Let me first say that I have been a nurse for less than 6 months. But this made me really nervous, and I wondered what they were thinking!
John and Jane are both nurses on my unit. We do team nursing - Jane was passing meds for half of the unit while John was performing patient care for the same patients. One patient has an elevated blood sugar. Jane took blood sugars herself and followed policy; his blood sugar was rechecked and the accountable RN (me) was notfied. I notified the doc, doc said use sliding scale per order.
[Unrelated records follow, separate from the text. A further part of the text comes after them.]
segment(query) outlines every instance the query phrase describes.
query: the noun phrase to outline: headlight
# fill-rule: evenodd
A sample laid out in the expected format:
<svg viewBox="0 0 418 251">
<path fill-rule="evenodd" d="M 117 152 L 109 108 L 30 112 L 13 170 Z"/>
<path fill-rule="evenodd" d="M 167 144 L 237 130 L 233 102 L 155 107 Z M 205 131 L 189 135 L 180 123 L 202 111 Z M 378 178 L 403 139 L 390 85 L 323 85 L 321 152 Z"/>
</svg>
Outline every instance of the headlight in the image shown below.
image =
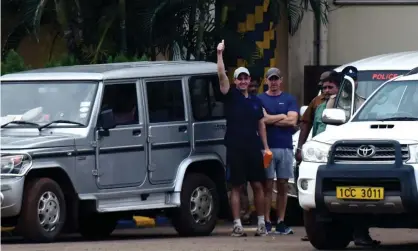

I tell Jane to give Mr. XX his 8 units of sliding scale, docs orders. She says okay. A few minutes later, I found John in the med room (using Jane's key and Jane's computer) drawing up insulin. He asks me a question about the computer, so I go to look over his shoulder. On the desk I see an insulin syringe with 10 units drawn up. On the computer screen, i see he has typed "Verified with Jane Doe, LPN." (meaning he as verified the insulin with her - patient, type, amount, etc.) I ask him what he's doing in the med room, anyway. He tells me Jane is at lunch and asked him to give Mr. "YY" his insulin. But Mr. YY's blood sugar was normal. He tells me that he knew that, but had to fix it in the computer. HE HAD NOT GIVEN THE INSULIN YET, thank god. He says no big deal, Jane told him Mr. YY but she meant Mr. XX. So he was going to go give Mr. XX the insulin now, not to worry. I had to tell him to verify the order again, because Mr. XX should receive 8 units, not 10!
Long story short, he came really close to giving the WRONG patient 10 units of regular insulin.
I know now the difference between nursing school and the real world. But I would never give insulin (ESPECIALLY 10 units) to a patient when I was not the med nurse nor had I personally checked his blood sugar or looked up lab in the computer to verify that the blood sugar was indeed that elevated.
What do you think? Someone walks up to you and says, "I just checked mr. smith's blood sugar and it's 402, could you give him 10 units of insulin for me?," would you do it?
I say she shouldn't have asked him and he shouldn't have agreed.